Optical communications make data centres more efficient
10 Dec 2012
Major data centres and supercomputers become even more more cost and energy efficient, while becoming even more powerful.
Fraunhofer scientists and 17 partners from business and research in the European Union have set themselves this ambitious goal in the ''PhoxTroT'' project. The key is optical data transmission.
Over the next four years, the project partners will be studying synergies between existing solutions as well as developing new technologies and strategies.
Gigantic data centres of cloud providers consume energy at an extraordinary rate. For example, Google's server farms process many petabytes of data and they consume 260 million watts, enough power for a city of 200,000 households. The need to save energy is equally powerful.
These facts led the European Union to initiate the PhoxTroT project, coordinated by the Fraunhofer Institute for Reliability and Microintegration IZM in Berlin. The goal is to cut the energy consumption by at least 50 per cent, while simultaneously doubling the capacity of data connections to 2 terabits per second (Tb/s). This would also significantly reduce costs.
Data transmission using light consumes only a fraction of the energy that conventional methods need.
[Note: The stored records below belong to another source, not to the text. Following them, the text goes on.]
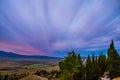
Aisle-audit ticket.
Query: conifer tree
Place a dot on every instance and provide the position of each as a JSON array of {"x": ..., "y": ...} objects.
[{"x": 113, "y": 61}]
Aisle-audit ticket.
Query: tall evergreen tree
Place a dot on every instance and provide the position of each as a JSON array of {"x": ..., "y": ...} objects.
[{"x": 113, "y": 61}]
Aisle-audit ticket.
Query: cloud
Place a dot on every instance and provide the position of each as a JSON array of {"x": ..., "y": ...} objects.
[{"x": 46, "y": 27}]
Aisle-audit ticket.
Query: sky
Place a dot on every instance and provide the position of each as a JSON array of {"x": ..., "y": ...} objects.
[{"x": 55, "y": 27}]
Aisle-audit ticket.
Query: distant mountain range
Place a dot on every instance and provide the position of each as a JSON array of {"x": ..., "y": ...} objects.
[{"x": 17, "y": 57}]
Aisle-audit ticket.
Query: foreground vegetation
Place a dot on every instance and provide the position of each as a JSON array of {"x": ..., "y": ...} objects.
[{"x": 72, "y": 67}]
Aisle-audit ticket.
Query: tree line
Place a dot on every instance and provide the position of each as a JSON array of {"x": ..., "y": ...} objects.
[{"x": 73, "y": 68}]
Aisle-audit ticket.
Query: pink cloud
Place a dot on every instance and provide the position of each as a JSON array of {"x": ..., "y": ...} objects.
[{"x": 20, "y": 49}]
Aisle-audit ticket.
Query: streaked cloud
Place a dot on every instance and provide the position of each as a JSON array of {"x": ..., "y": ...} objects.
[{"x": 49, "y": 27}]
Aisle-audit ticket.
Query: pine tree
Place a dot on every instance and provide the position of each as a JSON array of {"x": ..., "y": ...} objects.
[
  {"x": 89, "y": 76},
  {"x": 113, "y": 61}
]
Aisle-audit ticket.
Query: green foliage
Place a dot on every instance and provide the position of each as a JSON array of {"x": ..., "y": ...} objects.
[
  {"x": 113, "y": 62},
  {"x": 72, "y": 64},
  {"x": 66, "y": 75}
]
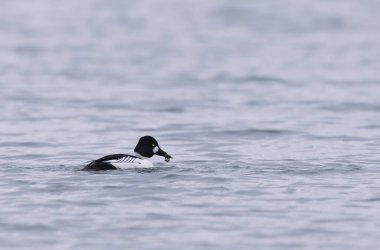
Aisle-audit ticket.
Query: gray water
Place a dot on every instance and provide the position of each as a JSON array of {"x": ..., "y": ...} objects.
[{"x": 271, "y": 110}]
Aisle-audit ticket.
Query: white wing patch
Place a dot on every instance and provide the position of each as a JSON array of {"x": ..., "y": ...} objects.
[{"x": 125, "y": 159}]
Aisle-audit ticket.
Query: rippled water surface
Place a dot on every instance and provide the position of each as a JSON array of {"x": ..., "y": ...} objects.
[{"x": 271, "y": 110}]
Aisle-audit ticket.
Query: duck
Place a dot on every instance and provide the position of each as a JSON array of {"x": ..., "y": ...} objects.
[{"x": 146, "y": 147}]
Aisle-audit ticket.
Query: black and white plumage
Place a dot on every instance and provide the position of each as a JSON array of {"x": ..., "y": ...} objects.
[{"x": 146, "y": 147}]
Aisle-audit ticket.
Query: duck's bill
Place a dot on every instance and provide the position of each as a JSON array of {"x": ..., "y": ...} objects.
[{"x": 161, "y": 152}]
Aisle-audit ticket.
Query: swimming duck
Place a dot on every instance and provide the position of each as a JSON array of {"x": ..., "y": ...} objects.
[{"x": 146, "y": 147}]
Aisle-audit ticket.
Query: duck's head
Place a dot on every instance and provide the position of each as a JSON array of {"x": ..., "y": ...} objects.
[{"x": 148, "y": 146}]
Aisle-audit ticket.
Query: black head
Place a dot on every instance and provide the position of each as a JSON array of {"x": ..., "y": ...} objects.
[{"x": 148, "y": 146}]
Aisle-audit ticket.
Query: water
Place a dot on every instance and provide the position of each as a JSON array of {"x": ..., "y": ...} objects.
[{"x": 269, "y": 108}]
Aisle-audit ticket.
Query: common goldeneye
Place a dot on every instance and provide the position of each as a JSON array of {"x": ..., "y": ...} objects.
[{"x": 145, "y": 148}]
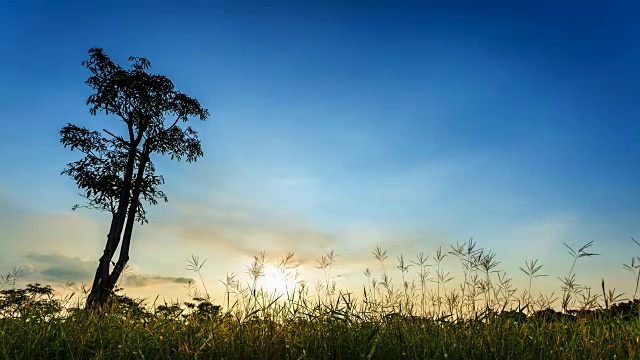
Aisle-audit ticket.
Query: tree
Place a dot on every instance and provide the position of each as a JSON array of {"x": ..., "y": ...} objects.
[{"x": 117, "y": 171}]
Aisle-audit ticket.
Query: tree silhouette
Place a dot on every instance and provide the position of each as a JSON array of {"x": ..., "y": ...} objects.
[{"x": 117, "y": 171}]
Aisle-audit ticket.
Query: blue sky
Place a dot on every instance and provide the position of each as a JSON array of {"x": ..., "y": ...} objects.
[{"x": 338, "y": 125}]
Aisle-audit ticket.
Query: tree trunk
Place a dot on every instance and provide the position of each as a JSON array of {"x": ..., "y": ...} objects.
[
  {"x": 100, "y": 290},
  {"x": 128, "y": 231}
]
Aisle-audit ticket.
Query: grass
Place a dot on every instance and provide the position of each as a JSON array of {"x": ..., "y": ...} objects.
[{"x": 426, "y": 316}]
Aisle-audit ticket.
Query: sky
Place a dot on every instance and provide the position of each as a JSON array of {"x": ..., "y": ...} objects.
[{"x": 343, "y": 126}]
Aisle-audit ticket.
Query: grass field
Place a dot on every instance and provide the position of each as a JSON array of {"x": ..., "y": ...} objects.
[{"x": 427, "y": 317}]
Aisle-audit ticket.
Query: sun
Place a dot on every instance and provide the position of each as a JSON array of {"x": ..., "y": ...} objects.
[{"x": 278, "y": 281}]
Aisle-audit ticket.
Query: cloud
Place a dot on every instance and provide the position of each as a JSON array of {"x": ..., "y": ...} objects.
[
  {"x": 144, "y": 280},
  {"x": 244, "y": 228},
  {"x": 60, "y": 268}
]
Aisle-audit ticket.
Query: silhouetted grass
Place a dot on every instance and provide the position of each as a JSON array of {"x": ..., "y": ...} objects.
[{"x": 425, "y": 317}]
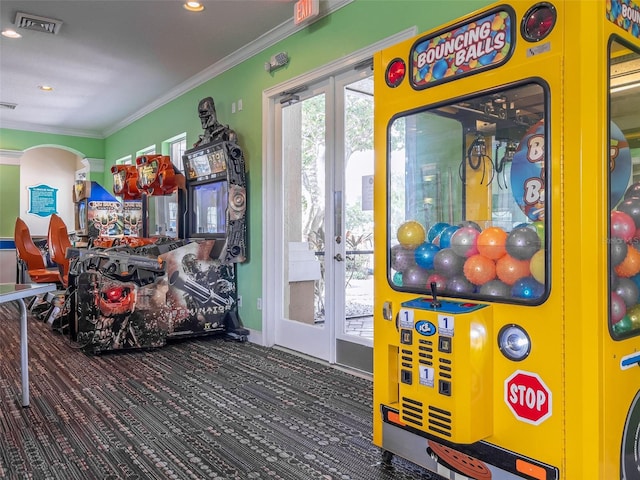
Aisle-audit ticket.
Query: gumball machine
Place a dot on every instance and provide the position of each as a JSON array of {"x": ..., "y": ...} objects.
[{"x": 507, "y": 319}]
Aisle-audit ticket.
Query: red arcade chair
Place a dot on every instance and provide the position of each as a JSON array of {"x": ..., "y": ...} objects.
[
  {"x": 58, "y": 238},
  {"x": 31, "y": 256}
]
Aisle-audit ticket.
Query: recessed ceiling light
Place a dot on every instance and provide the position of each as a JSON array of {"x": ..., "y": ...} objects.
[
  {"x": 193, "y": 6},
  {"x": 10, "y": 33}
]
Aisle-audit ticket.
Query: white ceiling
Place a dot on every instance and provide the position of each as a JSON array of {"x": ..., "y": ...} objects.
[{"x": 115, "y": 60}]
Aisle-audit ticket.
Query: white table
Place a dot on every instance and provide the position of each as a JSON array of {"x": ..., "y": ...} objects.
[{"x": 15, "y": 292}]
The technologies for photonic transmission already exist and have been thoroughly researched. "The novelty of the PhoxTroT project is that we are now researching the synergies between the various technology components and are combining them with each other in a new research plan based on the 'mix-and-match' principle," explains project coordinator Dr Tolga Tekin from IZM.
By the end of the project, entirely new technologies are expected to emerge that can guarantee a photonic data connection that remains constant across hundreds of kilometres. For this purpose, the project partners are developing three prototypes for various hierarchy levels.